By the end of the summer Terry had run out of money. She thought it would be best if she returned to London. The day she told me I immediately made up my mind that it was time to untie my mother's proverbial apron strings. But there was more to it than Terry. I really wanted to go to England. In those days going there was the ultimate thrill for young people my age. All my friends had been to London either on holiday, visiting family friends or as students. I had spent many an hour sitting at some bar or other listening glumly to long discussions on the relative merits of various pubs in Hampstead, or about the carefree freedom of all-night parties at somebody's flat.

The London I thought I was going to and the reality

Arguments on topics such as the best way to get to Trafalgar Square by tube from Richmond, or even about how lousy the weather was could sometimes get quite heated. They were all agreed on one thing; it was very easy to get a job there. After all, as they kept reminding me, we all knew an extra language. And they paid well. £20 a week was the minimum I could expect. It was a lot more than people like I could possibly hope to earn in Gibraltar.
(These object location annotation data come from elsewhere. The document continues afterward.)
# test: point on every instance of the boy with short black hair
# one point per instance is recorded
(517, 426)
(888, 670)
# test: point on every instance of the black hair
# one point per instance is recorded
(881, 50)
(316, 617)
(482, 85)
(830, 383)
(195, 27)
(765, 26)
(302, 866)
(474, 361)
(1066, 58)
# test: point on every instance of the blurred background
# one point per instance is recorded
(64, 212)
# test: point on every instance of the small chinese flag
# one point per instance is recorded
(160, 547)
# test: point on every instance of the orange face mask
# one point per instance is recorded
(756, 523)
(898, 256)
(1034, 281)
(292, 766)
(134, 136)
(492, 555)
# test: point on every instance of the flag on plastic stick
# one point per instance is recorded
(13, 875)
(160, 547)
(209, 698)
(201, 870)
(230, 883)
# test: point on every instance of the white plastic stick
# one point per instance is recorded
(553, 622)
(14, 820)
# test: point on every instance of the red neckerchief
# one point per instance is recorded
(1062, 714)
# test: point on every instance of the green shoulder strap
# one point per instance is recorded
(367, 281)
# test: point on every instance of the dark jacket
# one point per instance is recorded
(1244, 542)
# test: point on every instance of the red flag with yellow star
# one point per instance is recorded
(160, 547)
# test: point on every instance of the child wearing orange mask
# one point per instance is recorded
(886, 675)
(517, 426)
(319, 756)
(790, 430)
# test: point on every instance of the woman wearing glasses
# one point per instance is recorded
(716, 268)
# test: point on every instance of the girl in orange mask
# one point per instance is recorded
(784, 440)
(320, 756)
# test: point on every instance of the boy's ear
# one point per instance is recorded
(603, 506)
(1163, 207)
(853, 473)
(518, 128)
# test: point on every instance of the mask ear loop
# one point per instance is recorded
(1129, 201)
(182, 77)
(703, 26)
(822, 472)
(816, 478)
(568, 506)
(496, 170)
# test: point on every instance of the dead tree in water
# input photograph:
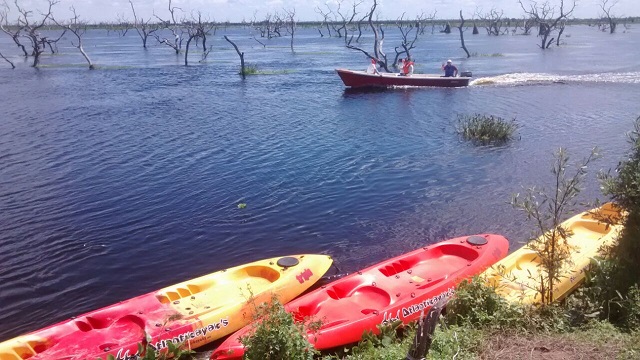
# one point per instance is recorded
(7, 60)
(464, 47)
(197, 29)
(144, 28)
(78, 29)
(492, 21)
(291, 24)
(409, 32)
(378, 39)
(547, 21)
(240, 54)
(39, 42)
(324, 23)
(611, 20)
(173, 26)
(14, 34)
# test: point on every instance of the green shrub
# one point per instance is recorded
(455, 342)
(277, 336)
(485, 129)
(477, 305)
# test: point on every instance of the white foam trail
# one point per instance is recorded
(538, 78)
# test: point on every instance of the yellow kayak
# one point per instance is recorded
(192, 313)
(516, 277)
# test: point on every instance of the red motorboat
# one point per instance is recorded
(353, 78)
(400, 288)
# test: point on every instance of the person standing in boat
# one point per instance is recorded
(373, 67)
(450, 70)
(407, 67)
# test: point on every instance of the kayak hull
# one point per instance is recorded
(401, 288)
(192, 313)
(358, 79)
(514, 277)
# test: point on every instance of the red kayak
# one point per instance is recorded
(400, 288)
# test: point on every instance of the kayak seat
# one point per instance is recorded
(256, 273)
(24, 350)
(184, 290)
(91, 322)
(590, 229)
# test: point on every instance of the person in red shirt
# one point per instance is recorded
(450, 69)
(407, 67)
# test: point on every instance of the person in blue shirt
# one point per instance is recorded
(450, 69)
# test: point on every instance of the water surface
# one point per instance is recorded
(119, 181)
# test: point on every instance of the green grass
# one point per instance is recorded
(485, 129)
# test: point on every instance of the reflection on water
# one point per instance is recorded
(537, 79)
(119, 181)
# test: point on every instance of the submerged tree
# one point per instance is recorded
(608, 20)
(14, 33)
(77, 28)
(173, 26)
(291, 24)
(31, 30)
(240, 54)
(196, 30)
(378, 39)
(493, 21)
(549, 22)
(7, 60)
(142, 26)
(409, 31)
(460, 28)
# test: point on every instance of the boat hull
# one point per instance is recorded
(401, 288)
(515, 276)
(358, 79)
(192, 313)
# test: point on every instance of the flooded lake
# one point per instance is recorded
(122, 180)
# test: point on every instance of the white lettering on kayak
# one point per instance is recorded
(406, 312)
(189, 335)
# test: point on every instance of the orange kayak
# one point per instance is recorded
(192, 313)
(400, 288)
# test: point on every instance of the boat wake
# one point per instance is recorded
(519, 79)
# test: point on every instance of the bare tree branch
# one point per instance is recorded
(606, 6)
(240, 54)
(78, 29)
(143, 28)
(464, 47)
(548, 22)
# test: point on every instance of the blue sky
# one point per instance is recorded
(237, 10)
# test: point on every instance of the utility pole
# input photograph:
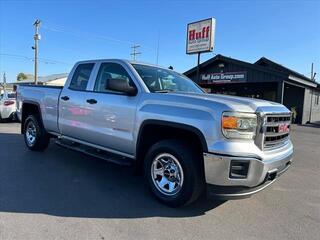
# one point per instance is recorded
(4, 82)
(134, 53)
(36, 38)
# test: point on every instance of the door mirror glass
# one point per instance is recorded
(120, 85)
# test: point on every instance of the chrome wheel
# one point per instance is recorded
(31, 133)
(167, 174)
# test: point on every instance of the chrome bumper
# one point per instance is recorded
(260, 173)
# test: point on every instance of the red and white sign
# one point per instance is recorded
(283, 128)
(200, 36)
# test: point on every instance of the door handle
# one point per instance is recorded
(91, 101)
(65, 98)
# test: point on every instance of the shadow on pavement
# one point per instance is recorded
(64, 183)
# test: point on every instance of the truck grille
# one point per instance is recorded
(277, 128)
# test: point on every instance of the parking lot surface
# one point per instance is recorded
(61, 194)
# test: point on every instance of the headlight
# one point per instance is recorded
(237, 125)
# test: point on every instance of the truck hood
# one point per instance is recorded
(236, 103)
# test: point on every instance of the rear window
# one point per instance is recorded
(11, 95)
(81, 77)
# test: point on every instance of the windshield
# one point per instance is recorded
(162, 80)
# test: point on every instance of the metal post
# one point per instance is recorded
(135, 53)
(198, 69)
(4, 82)
(36, 39)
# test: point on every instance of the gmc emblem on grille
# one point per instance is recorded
(283, 128)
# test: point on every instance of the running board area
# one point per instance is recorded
(94, 152)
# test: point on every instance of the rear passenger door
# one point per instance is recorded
(74, 112)
(112, 114)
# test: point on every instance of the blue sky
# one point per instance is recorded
(287, 32)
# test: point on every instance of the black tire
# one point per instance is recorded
(190, 161)
(41, 137)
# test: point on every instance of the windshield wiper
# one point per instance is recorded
(164, 91)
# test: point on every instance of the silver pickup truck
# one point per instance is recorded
(185, 141)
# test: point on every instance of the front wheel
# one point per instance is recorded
(174, 172)
(35, 136)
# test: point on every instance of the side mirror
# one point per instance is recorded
(121, 85)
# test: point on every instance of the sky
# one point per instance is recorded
(287, 32)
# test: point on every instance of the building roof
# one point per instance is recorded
(278, 67)
(263, 64)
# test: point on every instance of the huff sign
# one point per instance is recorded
(200, 36)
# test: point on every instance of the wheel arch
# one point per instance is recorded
(30, 108)
(165, 129)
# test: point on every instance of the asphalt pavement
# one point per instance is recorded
(61, 194)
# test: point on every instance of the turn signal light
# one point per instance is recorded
(229, 122)
(8, 102)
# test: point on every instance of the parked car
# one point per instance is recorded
(186, 141)
(7, 106)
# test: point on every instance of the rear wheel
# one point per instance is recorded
(174, 173)
(35, 136)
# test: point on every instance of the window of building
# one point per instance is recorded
(110, 71)
(81, 77)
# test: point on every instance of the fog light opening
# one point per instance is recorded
(239, 169)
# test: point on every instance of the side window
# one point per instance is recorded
(110, 71)
(81, 76)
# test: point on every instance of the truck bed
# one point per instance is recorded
(47, 99)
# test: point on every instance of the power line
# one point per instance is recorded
(43, 60)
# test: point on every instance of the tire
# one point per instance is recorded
(179, 184)
(35, 136)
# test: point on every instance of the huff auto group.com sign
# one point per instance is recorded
(200, 36)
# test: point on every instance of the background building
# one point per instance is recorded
(263, 79)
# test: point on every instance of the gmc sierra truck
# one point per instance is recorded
(185, 141)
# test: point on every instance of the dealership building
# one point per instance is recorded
(263, 79)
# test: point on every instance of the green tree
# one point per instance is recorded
(21, 76)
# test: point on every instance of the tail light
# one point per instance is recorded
(8, 102)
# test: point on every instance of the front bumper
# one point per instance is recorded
(260, 173)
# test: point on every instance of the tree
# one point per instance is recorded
(21, 76)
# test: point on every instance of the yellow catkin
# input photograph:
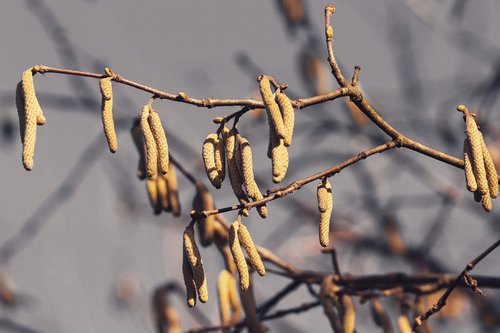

When my mother heard the news of my imminent departure, she was understandably distressed. She felt I was making a big mistake. But I had made up my mind. As I had little or no money saved up I offered to sell my stamp collection to Stanley Gibbons. For many years I had assiduously valued it at regular intervals using their own catalogues. I made it that it was worth about £500 pounds. They offered me the grand sum of £7 which I accepted by return of post.

To get there, I had arranged a lift by car all the way to London with a friend. He had also decided to leave town for good. The night before I left my brother gave me a fiver to tide me over and the next day I kissed my mother goodbye. I am sure there were tears in my eyes: I know there were in hers. But I was on my way.

During the next forty odd years I would return only three times and even then only for a few days. The history of my family and Gibraltar would, of course, continue to the present day, but my own personal history in Gibraltar was over. All those things that I had thought would last for ever, have mostly gone and are all but forgotten. Perhaps that is how it should be.

But I still remember.


A romantic view of the Rock I left behind.